Abstract

To evaluate the cost-effectiveness of Budesonide/Glycopyrronium/Formoterol (BUD/GLY/FOR) versus LAMA/LABA and ICS/LABA, respectively, in patients with moderate to severe COPD, from the Spanish National Healthcare System (NHS) perspective. A lifetime Markov model with monthly cycle length was developed with baseline and treatment effect data from ETHOS clinical trial, together with utility values from literature and Spanish healthcare resource costs (€, 2021). A 3% annual discount rate was used for costs and benefits. The model comprised ten health states: nine forced expiratory volume in 1 second (FEV1)-related, which were divided by three levels of severity: moderate (FEV1 ≥50% and <80%); severe (FEV1 ≥30% and <50%) and very severe (FEV1 <30%) and a death state. Each FEV1-health state was divided into no exacerbation, moderate exacerbation, and severe exacerbations. An expert panel validated data and assumptions. Outcomes were measured as incremental cost per exacerbation avoided, per life year (LY) gained, and per quality-adjusted life-year (QALY) gained (ICUR). One-way (OWSA), scenario, and probabilistic sensitivity analyses (PSA) were performed. According to this cost-effectiveness analysis based on a Markov model, BUD/GLY/FOR was associated with a lower totals exacerbation per patient (12.80) compared to LAMA/LABA (13.36) and ICS/LABA (13.23) and higher LYs (10.32 vs 10.14 and 10.06, respectively) and QALYs (7.55 vs 7.41 and 7.32, respectively).

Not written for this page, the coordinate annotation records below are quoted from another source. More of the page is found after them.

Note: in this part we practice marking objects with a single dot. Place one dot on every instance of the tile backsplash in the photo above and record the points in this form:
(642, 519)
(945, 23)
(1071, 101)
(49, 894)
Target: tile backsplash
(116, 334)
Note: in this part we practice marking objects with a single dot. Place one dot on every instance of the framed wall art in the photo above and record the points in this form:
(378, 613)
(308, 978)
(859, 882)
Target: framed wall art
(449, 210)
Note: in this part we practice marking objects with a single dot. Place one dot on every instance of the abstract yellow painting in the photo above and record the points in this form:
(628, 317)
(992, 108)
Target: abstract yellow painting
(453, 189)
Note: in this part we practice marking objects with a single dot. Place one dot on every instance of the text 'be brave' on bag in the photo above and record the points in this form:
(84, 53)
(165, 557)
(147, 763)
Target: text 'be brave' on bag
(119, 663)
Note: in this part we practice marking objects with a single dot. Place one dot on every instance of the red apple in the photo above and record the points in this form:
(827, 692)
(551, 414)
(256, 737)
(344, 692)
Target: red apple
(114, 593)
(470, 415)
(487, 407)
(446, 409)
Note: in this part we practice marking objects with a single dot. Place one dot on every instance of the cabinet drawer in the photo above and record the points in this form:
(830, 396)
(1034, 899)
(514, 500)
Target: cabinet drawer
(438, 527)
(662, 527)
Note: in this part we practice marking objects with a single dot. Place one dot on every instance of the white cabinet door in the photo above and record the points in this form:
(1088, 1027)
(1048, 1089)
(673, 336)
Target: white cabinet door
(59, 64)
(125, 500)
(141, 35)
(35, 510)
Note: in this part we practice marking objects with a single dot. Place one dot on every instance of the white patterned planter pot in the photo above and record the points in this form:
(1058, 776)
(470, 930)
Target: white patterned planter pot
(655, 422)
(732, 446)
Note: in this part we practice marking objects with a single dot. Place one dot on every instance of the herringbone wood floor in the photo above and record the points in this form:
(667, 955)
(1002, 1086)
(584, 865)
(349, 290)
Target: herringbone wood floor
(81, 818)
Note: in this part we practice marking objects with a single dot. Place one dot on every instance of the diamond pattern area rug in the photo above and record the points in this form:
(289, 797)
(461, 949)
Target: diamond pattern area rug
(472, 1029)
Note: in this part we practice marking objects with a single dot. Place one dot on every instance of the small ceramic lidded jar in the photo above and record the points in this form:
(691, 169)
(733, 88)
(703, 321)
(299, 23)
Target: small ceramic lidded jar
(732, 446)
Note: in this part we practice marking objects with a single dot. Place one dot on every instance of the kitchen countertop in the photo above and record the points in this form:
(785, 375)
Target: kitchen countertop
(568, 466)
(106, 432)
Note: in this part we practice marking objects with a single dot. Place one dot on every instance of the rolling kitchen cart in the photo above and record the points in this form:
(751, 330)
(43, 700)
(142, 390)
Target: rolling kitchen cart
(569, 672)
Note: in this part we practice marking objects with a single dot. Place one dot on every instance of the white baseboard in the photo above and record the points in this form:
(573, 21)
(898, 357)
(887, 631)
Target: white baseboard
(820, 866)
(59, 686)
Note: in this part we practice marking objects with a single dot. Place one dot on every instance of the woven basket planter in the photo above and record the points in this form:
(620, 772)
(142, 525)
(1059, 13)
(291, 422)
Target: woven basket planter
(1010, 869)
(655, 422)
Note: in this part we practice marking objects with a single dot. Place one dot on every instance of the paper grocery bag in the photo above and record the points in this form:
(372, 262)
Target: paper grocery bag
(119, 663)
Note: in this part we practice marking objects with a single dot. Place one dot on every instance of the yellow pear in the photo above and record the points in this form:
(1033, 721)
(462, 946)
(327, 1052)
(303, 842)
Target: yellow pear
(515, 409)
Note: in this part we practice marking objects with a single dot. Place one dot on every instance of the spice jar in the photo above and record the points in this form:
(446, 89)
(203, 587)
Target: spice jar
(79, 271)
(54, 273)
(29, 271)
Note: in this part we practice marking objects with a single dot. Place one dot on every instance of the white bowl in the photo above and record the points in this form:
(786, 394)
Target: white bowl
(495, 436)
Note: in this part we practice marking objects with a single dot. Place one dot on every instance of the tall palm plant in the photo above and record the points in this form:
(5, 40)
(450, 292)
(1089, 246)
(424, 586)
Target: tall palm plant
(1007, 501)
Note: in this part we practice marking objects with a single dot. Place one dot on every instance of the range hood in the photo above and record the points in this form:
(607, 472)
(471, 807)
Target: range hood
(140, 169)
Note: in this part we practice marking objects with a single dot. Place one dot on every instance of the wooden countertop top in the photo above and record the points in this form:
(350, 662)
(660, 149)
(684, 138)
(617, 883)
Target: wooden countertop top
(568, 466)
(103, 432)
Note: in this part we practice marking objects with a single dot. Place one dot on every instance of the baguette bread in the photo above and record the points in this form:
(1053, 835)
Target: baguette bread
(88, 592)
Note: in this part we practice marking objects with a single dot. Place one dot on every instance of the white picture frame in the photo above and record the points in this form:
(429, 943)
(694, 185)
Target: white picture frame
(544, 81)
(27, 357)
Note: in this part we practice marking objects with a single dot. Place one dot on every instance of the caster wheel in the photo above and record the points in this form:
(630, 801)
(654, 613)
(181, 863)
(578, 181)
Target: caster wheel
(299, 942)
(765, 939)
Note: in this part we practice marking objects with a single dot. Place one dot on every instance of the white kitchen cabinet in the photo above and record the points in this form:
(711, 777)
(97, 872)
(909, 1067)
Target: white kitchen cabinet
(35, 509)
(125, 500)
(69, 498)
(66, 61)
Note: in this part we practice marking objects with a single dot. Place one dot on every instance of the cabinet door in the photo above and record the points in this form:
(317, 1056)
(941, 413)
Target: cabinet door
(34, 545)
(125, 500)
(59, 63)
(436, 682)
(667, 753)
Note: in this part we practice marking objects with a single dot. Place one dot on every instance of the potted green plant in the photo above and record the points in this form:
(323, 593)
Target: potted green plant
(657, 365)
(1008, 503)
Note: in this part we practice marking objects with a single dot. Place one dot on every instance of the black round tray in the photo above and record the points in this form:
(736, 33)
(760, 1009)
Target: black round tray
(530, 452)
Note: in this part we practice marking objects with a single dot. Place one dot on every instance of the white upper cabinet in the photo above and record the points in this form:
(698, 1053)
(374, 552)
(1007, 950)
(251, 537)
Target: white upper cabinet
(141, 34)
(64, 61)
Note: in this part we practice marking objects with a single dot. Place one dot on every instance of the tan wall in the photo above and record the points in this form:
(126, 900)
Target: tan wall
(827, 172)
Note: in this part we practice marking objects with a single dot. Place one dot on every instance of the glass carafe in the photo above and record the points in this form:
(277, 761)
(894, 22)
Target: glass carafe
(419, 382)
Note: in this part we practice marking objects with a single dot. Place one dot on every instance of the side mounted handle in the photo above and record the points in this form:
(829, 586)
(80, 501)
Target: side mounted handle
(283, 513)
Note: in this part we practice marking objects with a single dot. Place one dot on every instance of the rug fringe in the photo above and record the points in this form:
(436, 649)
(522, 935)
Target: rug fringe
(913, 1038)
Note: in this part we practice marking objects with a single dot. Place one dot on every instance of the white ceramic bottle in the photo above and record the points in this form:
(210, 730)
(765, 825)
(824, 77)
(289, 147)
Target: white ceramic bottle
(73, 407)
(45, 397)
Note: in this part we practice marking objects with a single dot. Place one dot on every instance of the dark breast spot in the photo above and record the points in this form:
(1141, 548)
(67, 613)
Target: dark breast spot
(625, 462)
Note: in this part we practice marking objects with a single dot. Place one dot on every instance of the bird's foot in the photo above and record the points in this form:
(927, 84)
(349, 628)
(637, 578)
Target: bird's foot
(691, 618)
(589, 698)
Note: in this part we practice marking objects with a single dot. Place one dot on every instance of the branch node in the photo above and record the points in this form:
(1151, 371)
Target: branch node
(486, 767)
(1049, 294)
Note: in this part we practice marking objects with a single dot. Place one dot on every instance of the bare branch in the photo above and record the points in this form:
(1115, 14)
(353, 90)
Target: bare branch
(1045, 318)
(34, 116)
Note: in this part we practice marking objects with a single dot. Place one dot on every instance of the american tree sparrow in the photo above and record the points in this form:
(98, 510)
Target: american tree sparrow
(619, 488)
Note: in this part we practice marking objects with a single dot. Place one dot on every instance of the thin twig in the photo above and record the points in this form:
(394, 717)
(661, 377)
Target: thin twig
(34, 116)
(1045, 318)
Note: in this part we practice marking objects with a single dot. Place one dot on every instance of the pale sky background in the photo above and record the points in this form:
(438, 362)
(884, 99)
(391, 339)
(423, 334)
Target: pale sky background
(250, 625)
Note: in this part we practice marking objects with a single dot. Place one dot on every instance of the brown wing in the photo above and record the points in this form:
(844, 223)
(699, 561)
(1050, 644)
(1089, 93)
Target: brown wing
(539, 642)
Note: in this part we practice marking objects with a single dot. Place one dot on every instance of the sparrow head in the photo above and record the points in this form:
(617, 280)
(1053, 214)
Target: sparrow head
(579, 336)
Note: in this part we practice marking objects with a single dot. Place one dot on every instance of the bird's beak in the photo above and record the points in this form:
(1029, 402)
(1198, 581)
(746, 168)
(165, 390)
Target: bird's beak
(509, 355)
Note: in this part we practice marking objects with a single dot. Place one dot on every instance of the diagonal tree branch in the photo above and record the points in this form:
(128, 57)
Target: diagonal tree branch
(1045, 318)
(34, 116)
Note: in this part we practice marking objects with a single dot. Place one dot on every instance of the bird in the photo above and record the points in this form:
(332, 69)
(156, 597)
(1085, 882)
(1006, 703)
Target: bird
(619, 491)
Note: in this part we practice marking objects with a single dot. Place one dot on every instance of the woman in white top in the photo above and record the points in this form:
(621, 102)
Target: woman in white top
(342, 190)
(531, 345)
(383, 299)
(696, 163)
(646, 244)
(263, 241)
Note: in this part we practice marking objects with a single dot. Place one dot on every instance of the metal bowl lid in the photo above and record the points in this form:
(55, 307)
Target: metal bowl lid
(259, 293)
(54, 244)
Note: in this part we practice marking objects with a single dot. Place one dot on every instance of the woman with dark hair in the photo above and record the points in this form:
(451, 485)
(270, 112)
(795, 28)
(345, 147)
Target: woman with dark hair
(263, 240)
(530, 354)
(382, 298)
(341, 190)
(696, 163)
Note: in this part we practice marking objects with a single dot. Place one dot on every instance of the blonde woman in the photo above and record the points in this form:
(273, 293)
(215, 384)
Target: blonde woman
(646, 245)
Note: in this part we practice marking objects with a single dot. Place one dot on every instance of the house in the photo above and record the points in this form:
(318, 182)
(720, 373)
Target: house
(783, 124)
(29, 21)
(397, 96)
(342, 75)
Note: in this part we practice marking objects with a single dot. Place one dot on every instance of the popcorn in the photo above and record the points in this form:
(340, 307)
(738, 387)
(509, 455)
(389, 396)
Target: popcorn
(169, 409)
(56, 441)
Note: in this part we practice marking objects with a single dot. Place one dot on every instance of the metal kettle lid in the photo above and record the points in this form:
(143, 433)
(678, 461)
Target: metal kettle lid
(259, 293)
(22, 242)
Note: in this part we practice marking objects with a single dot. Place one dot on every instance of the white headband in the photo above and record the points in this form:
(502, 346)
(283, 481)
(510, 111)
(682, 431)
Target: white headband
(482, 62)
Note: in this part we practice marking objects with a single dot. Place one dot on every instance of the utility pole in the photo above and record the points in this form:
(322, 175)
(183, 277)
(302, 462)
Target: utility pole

The incremental costs were €850.95, and €2422.26, respectively, per exacerbation avoided, €2733.38 and €4111.15, respectively, per LY gained and €3461.19 and €4545.24 per QALY gained. OWSA showed that the model was most sensitive to the costs of treatments following discontinuation, but the ICUR remained below the cost-effectiveness threshold of €25,000 per QALY gained. In the PSA, the probability of BUD/GLY/FOR being cost-effective was 91.32% vs LAMA/LABA and 99.29% vs ICS/LABA. BUD/GLY/FOR is a cost-effective treatment strategy for Spanish NHS patients with COPD compared to dual therapies.